The immune system's tumor-fighting T cells work best when maximally activated. Scientists have achieved this by blocking molecules that dampen the cells' activation, or by removing a population of regulatory T cells that block the killing ability of tumor-specific T cells. But neither approach has worked well in patients with established tumors, according to Sergio A. Quezada, of the Howard Hughes Medical Institute and the Ludwig Center for Cancer Immunotherapy, at Memorial Sloan-Kettering Cancer Center in New York City, co-author of the study.

Using B16/BL6, a transplantable murine melanoma model, Quezada and colleagues showed a dichotomy between the effects of T reg cell depletion on tumor rejection dependent on whether depletion occurs before (prophylactic) or after (therapeutic) tumor engraftment.
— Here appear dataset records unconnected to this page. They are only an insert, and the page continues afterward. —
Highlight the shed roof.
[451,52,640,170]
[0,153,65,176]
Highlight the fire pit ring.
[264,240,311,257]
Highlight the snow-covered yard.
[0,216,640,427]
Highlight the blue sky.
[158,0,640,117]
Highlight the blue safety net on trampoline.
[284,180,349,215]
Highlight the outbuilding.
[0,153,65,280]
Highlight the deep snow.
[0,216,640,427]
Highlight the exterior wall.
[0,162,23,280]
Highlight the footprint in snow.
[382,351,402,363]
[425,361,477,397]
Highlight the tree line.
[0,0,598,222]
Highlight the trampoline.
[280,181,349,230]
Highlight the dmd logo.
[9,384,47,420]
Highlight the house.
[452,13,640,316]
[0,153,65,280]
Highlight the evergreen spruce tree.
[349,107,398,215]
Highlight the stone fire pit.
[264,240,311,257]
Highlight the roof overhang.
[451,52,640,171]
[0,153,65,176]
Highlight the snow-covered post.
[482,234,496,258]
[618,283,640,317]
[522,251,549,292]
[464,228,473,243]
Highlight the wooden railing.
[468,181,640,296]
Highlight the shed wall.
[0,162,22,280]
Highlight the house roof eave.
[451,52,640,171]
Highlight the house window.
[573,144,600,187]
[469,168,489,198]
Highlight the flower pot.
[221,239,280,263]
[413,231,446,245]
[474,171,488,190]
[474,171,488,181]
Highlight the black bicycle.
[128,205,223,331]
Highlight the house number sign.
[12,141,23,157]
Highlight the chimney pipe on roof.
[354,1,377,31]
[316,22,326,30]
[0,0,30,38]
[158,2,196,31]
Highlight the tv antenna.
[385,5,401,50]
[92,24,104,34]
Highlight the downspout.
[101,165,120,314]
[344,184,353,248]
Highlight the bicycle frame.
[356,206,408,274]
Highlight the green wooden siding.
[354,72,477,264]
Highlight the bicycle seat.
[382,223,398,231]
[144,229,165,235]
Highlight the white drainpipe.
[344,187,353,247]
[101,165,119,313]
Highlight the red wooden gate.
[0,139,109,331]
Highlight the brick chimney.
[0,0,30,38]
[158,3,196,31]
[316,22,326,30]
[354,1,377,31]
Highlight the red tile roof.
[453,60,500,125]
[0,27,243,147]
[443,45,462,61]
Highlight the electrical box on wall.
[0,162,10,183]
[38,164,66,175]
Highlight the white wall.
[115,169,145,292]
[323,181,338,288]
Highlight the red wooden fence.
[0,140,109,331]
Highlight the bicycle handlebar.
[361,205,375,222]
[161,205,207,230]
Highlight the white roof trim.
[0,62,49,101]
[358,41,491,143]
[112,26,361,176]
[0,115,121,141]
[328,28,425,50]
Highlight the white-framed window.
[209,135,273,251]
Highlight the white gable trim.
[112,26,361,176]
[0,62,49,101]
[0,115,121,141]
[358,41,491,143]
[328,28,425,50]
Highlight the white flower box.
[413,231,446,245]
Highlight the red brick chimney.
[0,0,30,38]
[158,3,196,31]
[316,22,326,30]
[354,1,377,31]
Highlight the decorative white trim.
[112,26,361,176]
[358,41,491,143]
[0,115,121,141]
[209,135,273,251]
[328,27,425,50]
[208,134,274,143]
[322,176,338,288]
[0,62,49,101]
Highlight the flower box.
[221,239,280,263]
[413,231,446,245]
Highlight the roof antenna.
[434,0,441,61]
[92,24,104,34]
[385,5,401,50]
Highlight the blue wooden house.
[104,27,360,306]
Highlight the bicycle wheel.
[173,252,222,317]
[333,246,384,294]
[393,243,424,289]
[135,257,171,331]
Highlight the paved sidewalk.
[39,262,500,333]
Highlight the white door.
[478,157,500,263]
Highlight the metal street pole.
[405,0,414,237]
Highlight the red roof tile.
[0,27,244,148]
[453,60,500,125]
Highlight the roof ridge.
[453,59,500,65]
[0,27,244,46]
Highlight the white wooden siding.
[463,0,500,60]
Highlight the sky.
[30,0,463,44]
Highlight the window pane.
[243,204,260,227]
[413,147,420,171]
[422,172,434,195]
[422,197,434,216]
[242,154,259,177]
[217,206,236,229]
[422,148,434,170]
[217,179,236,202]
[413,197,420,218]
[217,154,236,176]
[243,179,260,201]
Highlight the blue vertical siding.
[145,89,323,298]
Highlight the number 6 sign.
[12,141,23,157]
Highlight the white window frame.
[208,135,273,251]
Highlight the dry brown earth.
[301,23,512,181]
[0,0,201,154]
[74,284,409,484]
The results showed that failure to promote rejection with therapeutic depletion was not related to lack of T reg cell depletion, to elimination of CD25+ effector T cells, or to a failure to enhance systemic antitumor T cell responses. Instead, the researchers said that it correlates with failure of effector cells to infiltrate the tumor and increase the intratumor ratio of effector T cell/T reg cell.

Finally, systemic antitumor responses generated upon therapeutic T reg cell depletion are significantly stronger than those generated in the presence of T reg cells, and are capable of eliciting rejection of established tumors after transfer into immunoablated recipients receiving combination immunotherapy, the authors wrote.

The researchers concluded that the results demonstrated a dissociation between measurable systemic responses and tumor rejection during CD25-directed T reg cell depletion, and suggested that some quality of large tumors makes them resistant to T cell killing.